Финеас Финн - Энтони Троллоп
Через несколько минут мадам Гослер вышла к Финеасу, и тот невольно отметил про себя, что одета она нарядно, что волосы ее струятся мягко, уложенные с большим тщанием, и что она употребила все свое искусство в стремлении порадовать взор гостя. Наш герой почти готов был забыть о цели своего визита и умолять, чтобы эти прелести были вручены ему навечно. Он не знал, кто в последнее время обивал порог дома на Парк-лейн с той же целью, но, возможно, сокровище показалось бы еще притягательнее, будь ему известно, что почтенный герцог воспылал страстью и готов был положить к ногам дамы свою корону. Кто знает? Я склонен думать, что, знай наш герой об отвергнутом хозяйкой титуле, он ценил бы ее благосклонность сильнее.
– Мне так жаль, что я заставила вас ждать, – сказала она, подавая ему руку. – Вы говорили, что придете, а я оказалась не готова. Право, я глупа, как гусыня.

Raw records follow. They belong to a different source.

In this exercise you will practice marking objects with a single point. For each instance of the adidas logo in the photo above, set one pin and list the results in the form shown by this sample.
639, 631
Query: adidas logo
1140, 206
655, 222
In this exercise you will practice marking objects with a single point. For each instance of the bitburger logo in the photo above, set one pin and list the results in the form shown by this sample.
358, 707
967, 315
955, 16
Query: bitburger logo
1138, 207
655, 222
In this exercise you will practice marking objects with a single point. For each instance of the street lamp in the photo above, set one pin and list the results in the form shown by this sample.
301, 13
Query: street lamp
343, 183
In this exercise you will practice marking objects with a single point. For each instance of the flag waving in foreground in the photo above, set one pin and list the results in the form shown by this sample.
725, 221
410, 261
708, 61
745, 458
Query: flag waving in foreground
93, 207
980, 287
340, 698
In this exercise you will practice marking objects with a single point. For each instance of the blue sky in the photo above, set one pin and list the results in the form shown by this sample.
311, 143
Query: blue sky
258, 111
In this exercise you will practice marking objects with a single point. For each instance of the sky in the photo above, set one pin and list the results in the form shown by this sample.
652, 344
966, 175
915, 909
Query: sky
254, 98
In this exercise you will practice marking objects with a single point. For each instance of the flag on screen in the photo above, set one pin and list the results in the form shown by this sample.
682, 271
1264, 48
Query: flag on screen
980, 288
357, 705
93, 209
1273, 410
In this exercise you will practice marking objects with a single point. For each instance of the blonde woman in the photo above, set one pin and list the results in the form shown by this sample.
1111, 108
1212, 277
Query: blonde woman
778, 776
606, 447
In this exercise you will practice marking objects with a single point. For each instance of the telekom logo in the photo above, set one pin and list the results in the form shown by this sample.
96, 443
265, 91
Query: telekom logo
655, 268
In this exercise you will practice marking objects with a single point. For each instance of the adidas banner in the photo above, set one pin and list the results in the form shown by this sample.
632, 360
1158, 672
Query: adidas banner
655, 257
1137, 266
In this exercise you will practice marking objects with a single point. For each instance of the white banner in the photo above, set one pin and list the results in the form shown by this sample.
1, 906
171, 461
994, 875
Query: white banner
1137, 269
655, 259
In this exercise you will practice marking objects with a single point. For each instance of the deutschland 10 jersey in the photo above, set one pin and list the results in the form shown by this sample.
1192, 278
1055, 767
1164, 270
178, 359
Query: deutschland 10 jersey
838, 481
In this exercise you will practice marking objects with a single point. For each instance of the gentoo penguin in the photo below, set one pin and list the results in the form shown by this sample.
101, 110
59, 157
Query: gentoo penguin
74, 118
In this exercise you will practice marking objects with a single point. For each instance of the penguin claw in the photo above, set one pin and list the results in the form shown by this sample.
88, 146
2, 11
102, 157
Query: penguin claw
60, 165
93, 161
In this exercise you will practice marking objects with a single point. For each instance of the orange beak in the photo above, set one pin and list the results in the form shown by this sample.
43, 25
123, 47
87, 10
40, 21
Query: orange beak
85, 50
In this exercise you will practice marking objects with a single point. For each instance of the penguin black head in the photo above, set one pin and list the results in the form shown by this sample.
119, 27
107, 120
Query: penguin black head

– Нет-нет! Вы – райская птица, что милостиво слетела ко мне в тот час, когда прочие не желают и показываться на глаза.
– Чувствуете ли вы себя скверным мальчишкой, приходя сюда в воскресное утро?
– А вы – скверной девчонкой?
– Да, немного. Полагаю, мне не хотелось бы, чтобы о моих визитерах в это время дня – хуже того, единственном визитере! – стало всем известно. Но чувствовать себя скверной девчонкой так увлекательно! В этом есть что-то богемное, что-то от пикника – не вполне острота подлинной греховности, но возможность вообразить, будто стоишь на грани, за которой волшебная область, где спадают путы условностей, а мужчины и женщины говорят и делают, что пожелают.
– Балансировать на грани весьма приятно, – сказал Финеас.
– В том-то и дело. Разумеется, приличия, нравственность, благопристойность – все, что существует на потребу публики, – это очень мило. Мы их понимаем и принимаем – насколько нам по силам. Я, по крайней мере, поступаю именно так.
– А я – разве нет, мадам Гослер?
– Это мне неведомо, мистер Финн, и я не стану вас расспрашивать. Но если вы склонны соблюдать приличия, то, уверена, как и я, нередко завидуете людям, их нарушающим, богеме – тем, кто без труда преступает законы, если только это не грозит досадными неудобствами вроде заключения в тюрьму. Завидую таким людям. О, как я им завидую!
– Но ведь вы свободны, как ветер.
– Я самое стесненное, связанное, несвободное существо на свете! Четыре последних года я пробивалась наверх, ни разу не позволив себе ни с кем пофлиртовать и едва решаясь искренне посмеяться. И все же не удивлюсь, если нынче я откатилась на год или два назад – лишь потому, что приняла вас в воскресное утро. Когда я сказала Лотте, что вы придете, она покачала головой с большой укоризной. Но теперь вы здесь – расскажите же мне, что произошло.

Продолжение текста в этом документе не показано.